Diffractive optics manipulate the properties of a plane wave by selectively
retarding portions of the wave front. This retardation is accomplished
with the use of a glass substrate etched with the appropriate pattern.
The diffraction by this etched pattern sends the light in the desired direction.
The use of diffraction rather than refraction or reflection -- the traditional
means by which optical waves are manipulated -- permits a more versatile
and powerful means of steering light.
My interest in diffractive optics, and in the particular class of diffractive
optics known as spot array generators, stems from my involvement with the
Group at McGill University and their work on optical backplanes for
high performance computing and telecommunication switches. A spot array
generator is a diffractive optic component that converts a single point
of light into an array of spots, each with a specified intensity and position.
In the optical backplane work, spot array generators are used to deliver
optical power to arrays of electro-optic modulators. In the work being
conducted at McGill, these modulators were GaAs / GaAlAs devices based
on the self electro-optic effect. These optical modulators are combined
with GaAs or silicon circuitry to provide an interface between conventional
electronic circuitry and free-space optical interconnects.
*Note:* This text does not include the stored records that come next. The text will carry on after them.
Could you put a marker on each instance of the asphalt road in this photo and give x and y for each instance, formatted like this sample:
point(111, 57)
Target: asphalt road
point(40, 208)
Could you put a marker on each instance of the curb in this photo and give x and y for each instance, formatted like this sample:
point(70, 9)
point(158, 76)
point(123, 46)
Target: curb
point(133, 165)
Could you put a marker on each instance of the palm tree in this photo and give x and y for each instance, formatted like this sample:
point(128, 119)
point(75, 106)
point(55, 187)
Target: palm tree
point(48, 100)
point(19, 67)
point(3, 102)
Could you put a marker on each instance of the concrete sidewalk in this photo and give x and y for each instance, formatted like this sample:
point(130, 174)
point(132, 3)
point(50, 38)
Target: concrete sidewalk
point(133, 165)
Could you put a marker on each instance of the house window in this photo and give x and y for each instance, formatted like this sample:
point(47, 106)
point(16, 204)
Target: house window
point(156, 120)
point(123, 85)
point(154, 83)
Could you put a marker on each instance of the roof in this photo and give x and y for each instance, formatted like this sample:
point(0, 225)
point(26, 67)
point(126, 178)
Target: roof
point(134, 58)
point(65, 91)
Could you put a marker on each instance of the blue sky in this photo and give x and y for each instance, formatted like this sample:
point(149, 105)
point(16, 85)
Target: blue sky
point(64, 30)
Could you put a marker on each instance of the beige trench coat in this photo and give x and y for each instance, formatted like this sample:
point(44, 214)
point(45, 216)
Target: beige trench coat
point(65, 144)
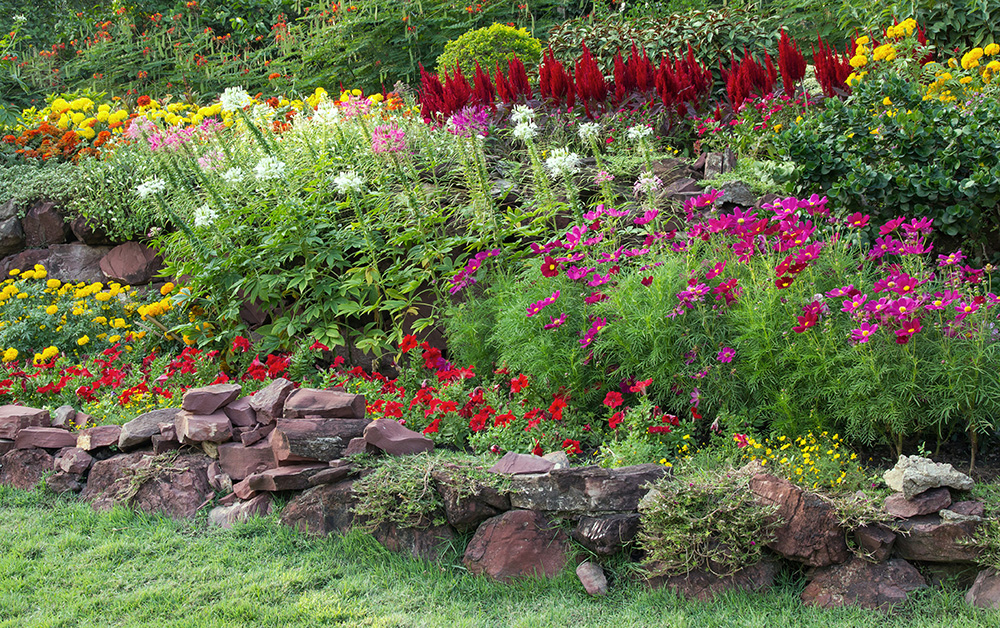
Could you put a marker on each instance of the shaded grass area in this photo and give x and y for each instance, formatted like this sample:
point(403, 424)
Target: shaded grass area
point(61, 564)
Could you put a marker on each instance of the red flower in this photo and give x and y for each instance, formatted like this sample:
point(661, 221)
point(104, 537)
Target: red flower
point(613, 399)
point(572, 447)
point(519, 383)
point(550, 267)
point(409, 342)
point(616, 420)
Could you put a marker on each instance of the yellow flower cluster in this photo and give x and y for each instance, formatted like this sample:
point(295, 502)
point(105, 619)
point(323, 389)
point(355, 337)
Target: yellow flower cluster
point(810, 460)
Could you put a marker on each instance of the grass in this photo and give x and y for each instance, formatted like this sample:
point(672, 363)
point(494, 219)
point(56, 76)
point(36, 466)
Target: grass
point(61, 564)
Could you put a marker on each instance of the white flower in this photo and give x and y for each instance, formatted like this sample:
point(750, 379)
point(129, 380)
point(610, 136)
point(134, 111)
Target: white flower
point(639, 131)
point(234, 98)
point(204, 216)
point(521, 114)
point(269, 168)
point(562, 163)
point(524, 131)
point(348, 182)
point(589, 131)
point(152, 186)
point(232, 176)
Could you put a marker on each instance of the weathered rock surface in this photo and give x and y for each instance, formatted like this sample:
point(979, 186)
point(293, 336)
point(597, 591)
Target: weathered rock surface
point(176, 487)
point(860, 583)
point(930, 539)
point(517, 544)
point(926, 503)
point(592, 578)
point(269, 402)
point(137, 431)
point(810, 532)
point(586, 490)
point(985, 591)
point(606, 536)
point(131, 263)
point(396, 440)
point(24, 468)
point(208, 399)
point(704, 585)
point(313, 402)
point(322, 510)
point(914, 474)
point(13, 419)
point(317, 439)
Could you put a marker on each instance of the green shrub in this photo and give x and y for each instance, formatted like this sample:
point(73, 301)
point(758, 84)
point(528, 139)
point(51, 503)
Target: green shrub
point(490, 46)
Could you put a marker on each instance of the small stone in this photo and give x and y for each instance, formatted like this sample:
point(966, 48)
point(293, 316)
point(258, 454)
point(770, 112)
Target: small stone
point(269, 402)
point(240, 412)
point(44, 437)
point(396, 440)
point(100, 436)
point(517, 464)
point(592, 578)
point(208, 399)
point(926, 503)
point(914, 474)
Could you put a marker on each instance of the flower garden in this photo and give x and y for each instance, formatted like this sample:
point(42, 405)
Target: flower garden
point(700, 255)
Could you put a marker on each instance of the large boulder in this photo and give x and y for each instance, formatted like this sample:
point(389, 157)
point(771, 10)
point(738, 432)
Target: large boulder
point(704, 585)
point(322, 509)
point(138, 431)
point(24, 468)
point(517, 544)
point(809, 531)
point(131, 263)
point(176, 486)
point(860, 583)
point(914, 474)
point(584, 490)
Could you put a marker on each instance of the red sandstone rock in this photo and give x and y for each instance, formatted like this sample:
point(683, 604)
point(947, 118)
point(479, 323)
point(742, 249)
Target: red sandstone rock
point(24, 468)
point(811, 533)
point(240, 412)
point(100, 436)
point(269, 402)
point(15, 418)
point(241, 462)
point(193, 429)
point(317, 439)
point(860, 583)
point(396, 440)
point(518, 543)
point(312, 402)
point(45, 438)
point(208, 399)
point(926, 503)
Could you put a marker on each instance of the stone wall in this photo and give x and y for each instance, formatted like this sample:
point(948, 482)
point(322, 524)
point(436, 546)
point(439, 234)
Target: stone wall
point(297, 442)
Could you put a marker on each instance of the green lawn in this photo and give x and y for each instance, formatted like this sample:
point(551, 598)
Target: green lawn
point(61, 564)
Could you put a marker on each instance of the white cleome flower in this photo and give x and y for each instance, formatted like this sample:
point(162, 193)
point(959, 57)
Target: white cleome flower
point(589, 131)
point(521, 114)
point(232, 176)
point(234, 98)
point(269, 168)
point(348, 182)
point(638, 132)
point(152, 186)
point(562, 163)
point(204, 216)
point(525, 131)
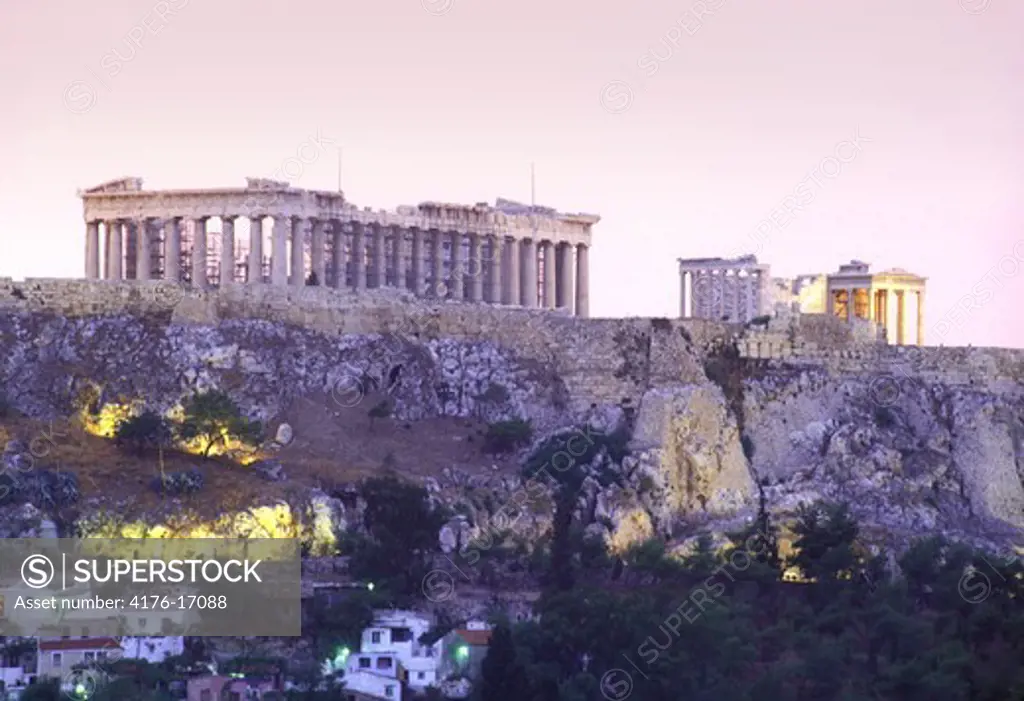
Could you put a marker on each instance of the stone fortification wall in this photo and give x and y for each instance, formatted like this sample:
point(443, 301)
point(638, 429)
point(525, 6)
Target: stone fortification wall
point(600, 360)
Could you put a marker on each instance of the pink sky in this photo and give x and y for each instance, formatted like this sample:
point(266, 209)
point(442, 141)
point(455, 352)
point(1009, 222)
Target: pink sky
point(684, 133)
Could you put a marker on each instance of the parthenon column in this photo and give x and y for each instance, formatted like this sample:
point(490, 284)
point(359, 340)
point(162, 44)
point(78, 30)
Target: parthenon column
point(513, 286)
point(684, 294)
point(115, 251)
point(338, 261)
point(549, 274)
point(495, 287)
point(583, 280)
point(199, 253)
point(900, 317)
point(475, 268)
point(437, 265)
point(172, 250)
point(564, 287)
point(736, 314)
point(380, 262)
point(298, 273)
point(527, 294)
point(143, 250)
point(419, 280)
point(398, 256)
point(458, 269)
point(317, 251)
point(358, 257)
point(226, 251)
point(921, 317)
point(255, 251)
point(279, 251)
point(92, 250)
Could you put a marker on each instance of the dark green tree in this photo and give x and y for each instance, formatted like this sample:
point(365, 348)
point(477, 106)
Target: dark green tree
point(147, 431)
point(213, 418)
point(503, 676)
point(399, 533)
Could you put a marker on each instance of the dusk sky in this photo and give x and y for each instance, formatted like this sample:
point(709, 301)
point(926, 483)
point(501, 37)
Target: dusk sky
point(684, 125)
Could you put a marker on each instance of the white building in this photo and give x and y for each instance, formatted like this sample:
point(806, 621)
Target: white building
point(375, 674)
point(153, 650)
point(390, 653)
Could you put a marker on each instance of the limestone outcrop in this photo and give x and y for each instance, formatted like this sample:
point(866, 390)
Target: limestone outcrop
point(918, 441)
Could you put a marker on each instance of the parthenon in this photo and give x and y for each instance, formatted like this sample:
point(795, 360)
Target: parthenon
point(507, 253)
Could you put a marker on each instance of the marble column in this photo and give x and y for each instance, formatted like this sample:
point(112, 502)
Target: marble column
point(495, 269)
point(736, 313)
point(437, 287)
point(528, 272)
point(921, 317)
point(419, 280)
point(317, 252)
point(548, 250)
point(753, 307)
point(199, 253)
point(358, 259)
point(338, 261)
point(226, 251)
point(512, 281)
point(564, 289)
point(115, 252)
point(143, 250)
point(172, 250)
point(458, 268)
point(583, 280)
point(398, 256)
point(683, 294)
point(279, 251)
point(475, 268)
point(380, 259)
point(900, 317)
point(255, 251)
point(92, 250)
point(297, 276)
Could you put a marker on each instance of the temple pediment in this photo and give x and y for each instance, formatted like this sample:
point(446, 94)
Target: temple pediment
point(119, 185)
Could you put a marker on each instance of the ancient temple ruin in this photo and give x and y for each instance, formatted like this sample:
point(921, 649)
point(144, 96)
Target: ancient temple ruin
point(507, 253)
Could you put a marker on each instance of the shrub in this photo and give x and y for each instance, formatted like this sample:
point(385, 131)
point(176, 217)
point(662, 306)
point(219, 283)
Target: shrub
point(506, 436)
point(147, 430)
point(213, 418)
point(748, 444)
point(178, 483)
point(884, 418)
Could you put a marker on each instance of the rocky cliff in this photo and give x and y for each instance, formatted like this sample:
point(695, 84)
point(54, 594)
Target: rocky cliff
point(919, 440)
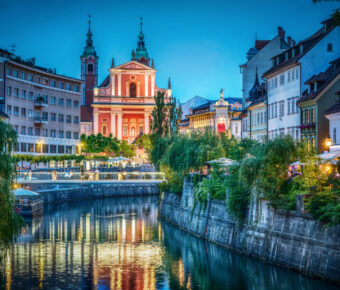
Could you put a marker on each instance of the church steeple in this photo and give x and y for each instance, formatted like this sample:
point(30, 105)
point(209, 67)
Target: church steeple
point(89, 74)
point(89, 48)
point(141, 55)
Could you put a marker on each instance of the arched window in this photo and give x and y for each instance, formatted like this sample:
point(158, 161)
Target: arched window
point(133, 90)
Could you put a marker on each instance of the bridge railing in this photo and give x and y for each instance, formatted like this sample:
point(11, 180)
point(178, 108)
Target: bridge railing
point(88, 175)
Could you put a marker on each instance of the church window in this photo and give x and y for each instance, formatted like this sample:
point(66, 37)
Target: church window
point(90, 67)
point(132, 90)
point(104, 130)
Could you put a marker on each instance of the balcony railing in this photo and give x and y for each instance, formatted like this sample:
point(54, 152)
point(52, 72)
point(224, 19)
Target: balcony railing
point(40, 120)
point(40, 103)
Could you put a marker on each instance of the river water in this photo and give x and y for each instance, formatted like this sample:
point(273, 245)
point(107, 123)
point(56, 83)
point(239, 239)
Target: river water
point(120, 244)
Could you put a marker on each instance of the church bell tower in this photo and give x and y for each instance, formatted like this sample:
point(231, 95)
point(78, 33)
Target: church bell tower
point(89, 74)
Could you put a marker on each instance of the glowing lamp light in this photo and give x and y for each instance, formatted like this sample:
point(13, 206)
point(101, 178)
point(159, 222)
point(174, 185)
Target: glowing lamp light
point(95, 91)
point(328, 142)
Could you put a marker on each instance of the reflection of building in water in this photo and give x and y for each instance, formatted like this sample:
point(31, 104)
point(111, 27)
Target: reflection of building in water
point(110, 243)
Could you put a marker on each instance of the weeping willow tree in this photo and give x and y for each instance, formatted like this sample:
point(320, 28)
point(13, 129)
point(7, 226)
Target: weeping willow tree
point(9, 221)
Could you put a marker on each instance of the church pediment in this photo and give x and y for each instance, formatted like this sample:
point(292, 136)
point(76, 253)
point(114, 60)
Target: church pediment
point(133, 65)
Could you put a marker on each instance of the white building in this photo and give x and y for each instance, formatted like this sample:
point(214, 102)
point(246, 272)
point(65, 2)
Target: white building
point(291, 69)
point(259, 58)
point(333, 115)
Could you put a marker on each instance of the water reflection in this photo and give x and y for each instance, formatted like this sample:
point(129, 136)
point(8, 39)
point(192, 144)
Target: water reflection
point(119, 244)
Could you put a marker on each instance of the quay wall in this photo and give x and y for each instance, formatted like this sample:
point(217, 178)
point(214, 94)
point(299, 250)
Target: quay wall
point(61, 192)
point(293, 240)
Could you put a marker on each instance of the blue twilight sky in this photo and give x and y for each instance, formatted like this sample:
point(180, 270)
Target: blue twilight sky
point(199, 44)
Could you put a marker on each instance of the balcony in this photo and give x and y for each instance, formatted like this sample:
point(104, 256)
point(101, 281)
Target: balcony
point(40, 103)
point(40, 120)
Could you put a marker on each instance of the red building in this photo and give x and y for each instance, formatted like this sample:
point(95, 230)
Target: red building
point(123, 103)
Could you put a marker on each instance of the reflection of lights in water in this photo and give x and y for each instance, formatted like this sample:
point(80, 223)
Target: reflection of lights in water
point(159, 232)
point(143, 229)
point(80, 232)
point(41, 265)
point(123, 229)
point(97, 230)
point(8, 271)
point(181, 274)
point(65, 230)
point(88, 227)
point(189, 282)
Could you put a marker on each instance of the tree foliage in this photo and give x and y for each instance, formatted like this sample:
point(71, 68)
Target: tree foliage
point(111, 146)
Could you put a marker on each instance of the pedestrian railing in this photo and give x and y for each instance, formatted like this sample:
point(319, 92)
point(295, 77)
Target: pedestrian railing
point(88, 176)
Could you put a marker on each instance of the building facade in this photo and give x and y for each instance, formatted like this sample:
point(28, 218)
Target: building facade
point(259, 60)
point(286, 80)
point(89, 76)
point(43, 107)
point(333, 115)
point(123, 103)
point(322, 91)
point(220, 116)
point(257, 111)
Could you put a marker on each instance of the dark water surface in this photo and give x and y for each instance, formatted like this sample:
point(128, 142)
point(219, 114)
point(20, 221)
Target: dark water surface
point(119, 244)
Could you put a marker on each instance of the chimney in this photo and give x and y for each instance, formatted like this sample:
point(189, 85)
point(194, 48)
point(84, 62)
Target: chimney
point(281, 32)
point(289, 41)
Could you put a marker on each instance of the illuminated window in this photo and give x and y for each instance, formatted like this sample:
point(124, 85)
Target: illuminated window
point(125, 131)
point(104, 130)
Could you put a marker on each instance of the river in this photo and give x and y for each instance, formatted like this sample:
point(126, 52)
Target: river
point(120, 244)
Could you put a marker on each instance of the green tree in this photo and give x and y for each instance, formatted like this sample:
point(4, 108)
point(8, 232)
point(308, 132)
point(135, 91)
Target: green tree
point(9, 221)
point(145, 142)
point(158, 122)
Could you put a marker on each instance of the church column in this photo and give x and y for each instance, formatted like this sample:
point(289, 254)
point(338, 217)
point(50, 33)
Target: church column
point(113, 124)
point(127, 93)
point(113, 83)
point(95, 122)
point(146, 85)
point(153, 85)
point(120, 126)
point(146, 123)
point(119, 85)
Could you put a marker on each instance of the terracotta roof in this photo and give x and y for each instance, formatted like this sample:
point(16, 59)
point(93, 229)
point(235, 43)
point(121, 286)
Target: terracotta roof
point(86, 114)
point(3, 114)
point(323, 79)
point(259, 44)
point(307, 45)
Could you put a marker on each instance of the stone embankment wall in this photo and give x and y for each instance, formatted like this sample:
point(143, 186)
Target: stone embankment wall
point(292, 240)
point(91, 190)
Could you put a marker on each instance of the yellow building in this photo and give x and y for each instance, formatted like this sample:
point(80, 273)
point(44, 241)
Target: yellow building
point(221, 116)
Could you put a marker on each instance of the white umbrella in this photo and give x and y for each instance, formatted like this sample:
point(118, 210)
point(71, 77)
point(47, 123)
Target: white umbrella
point(222, 161)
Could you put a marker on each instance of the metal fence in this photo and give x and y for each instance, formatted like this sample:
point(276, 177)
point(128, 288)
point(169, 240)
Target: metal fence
point(88, 175)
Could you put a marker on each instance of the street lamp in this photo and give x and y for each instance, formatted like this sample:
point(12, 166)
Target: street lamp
point(328, 142)
point(40, 143)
At MTSU, I am developing an ever-growing suite of software tools for
designing two-level and multi-level diffractive optic components. In addition
to being a research topic of continuing interest, I've also integrated
this work into the Advanced Lab for our Physics majors. In the first such
project (Spring semester '96), two students worked on writing a Simulated
Annealing Design Code for simple diffractive optic spot array generators
in Mathematica©. The designs were plotted out on transparencies using
a laser printer to make amplitude gratings. These amplitude gratings were
then characterized optically in the lab.